Para 88 segundos en una gasolinera para coger agua del maletero y dos semanas después recibe una carta: un abogado le exige 372 euros
El conductor estuvo apenas un minuto y medio detenido en una estación de servicio de Austria. Días después descubrió que había sido grabado por cámaras y sancionado por no repostar.
Lo que parecía una parada de apenas unos segundos acabó convirtiéndose en una reclamación de cientos de euros.
Jakob P., un conductor de Austria, recibió una carta de un abogado dos semanas después de detenerse durante exactamente 88 segundos en una gasolinera de la localidad de Wöllersdorf-Steinabrückl, en la Baja Austria. El motivo de la parada fue tan simple como abrir el maletero para coger una botella de agua.
La sorpresa llegó días más tarde. Según recoge el diario austríaco Kronen Zeitung, el conductor recibió una reclamación por valor de 372 euros al considerar los responsables de la estación de servicio que había utilizado el recinto sin repostar combustible, una práctica que la propiedad prohíbe expresamente.
"Estuve exactamente un minuto y 28 segundos en ese terreno", explicó el afectado al medio austríaco.
Todo queda grabado por cámaras
La gasolinera, que actualmente ya no está en funcionamiento, había instalado un sistema de vigilancia que registra detalladamente quién entra en las instalaciones, quién reposta y quién utiliza el recinto para cualquier otra finalidad.
Dar la vuelta, detenerse unos instantes, cambiar de conductor, comparar precios o simplemente hacer una pausa puede acabar derivando en una reclamación económica.
Aunque existen carteles informativos en la entrada, varios afectados consideran que son poco visibles y que muchos conductores desconocen las consecuencias hasta que reciben la carta.
Jakob decidió consultar el caso tanto con la asistencia jurídica del club automovilístico austríaco ÖAMTC como con un abogado particular.
Según explicó, ambos le recomendaron inicialmente no pagar y esperar para comprobar si la empresa decidía llevar el asunto a los tribunales.
Las quejas se han multiplicado en internet.
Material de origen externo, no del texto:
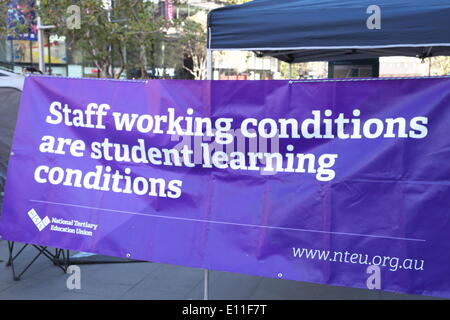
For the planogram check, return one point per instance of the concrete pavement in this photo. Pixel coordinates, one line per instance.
(146, 280)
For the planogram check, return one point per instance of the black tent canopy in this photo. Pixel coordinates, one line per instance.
(324, 30)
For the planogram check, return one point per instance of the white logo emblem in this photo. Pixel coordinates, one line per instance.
(38, 222)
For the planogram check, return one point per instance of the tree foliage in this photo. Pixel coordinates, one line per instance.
(105, 32)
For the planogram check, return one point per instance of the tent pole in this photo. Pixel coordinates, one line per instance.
(209, 66)
(209, 76)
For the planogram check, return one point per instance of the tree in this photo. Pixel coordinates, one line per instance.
(20, 27)
(193, 39)
(107, 30)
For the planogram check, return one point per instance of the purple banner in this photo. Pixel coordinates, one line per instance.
(337, 182)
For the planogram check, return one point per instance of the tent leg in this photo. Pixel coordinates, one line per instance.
(205, 284)
(206, 271)
(209, 61)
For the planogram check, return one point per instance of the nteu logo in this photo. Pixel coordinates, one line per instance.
(38, 222)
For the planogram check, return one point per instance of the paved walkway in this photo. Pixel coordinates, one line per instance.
(160, 281)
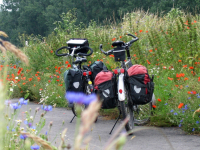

Entre los afectados figura también Anita K., que realizó una breve parada junto a su marido mientras viajaban en motocicleta. Ambos recibieron posteriormente requerimientos de pago y, según relataron, una segunda carta les ofrecía incluso la posibilidad de abonar la cantidad a plazos.
El propio Jakob criticó además el tono empleado en las comunicaciones. "La carta del abogado está redactada de forma muy agresiva para que la gente pague rápidamente antes de pensárselo demasiado", aseguró.
La defensa del propietario
El propietario de la gasolinera, Nikoll Bibaj, defendió la medida alegando que se trata de una propiedad privada.
Según explicó, detenerse, girar o atravesar las instalaciones sin repostar está prohibido. Ni siquiera está permitido entrar únicamente para consultar los precios de los carburantes. "Los precios también se pueden ver desde la carretera", argumentó.
Bibaj aseguró además que tenía intención de rescindir el contrato con la empresa encargada de la vigilancia, aunque afirmó que dicho acuerdo no puede cancelarse hasta finales de año.
La gasolinera ya está cerrada... pero las multas continúan
La situación tiene un detalle que ha sorprendido todavía más a muchos conductores. La estación de servicio ha dejado de operar. Sin embargo, el acceso continúa vigilado y atravesar el recinto sigue estando prohibido mientras permanezca vigente el contrato con la empresa de control.
Por ello, quienes pasan por la zona siguen encontrándose con carteles de advertencia y con cámaras que registran cualquier movimiento.
Una combinación que ha convertido a esta pequeña gasolinera austríaca en protagonista de una de las historias más llamativas del verano: parar menos de minuto y medio para coger agua del coche y acabar recibiendo una reclamación de 372 euros.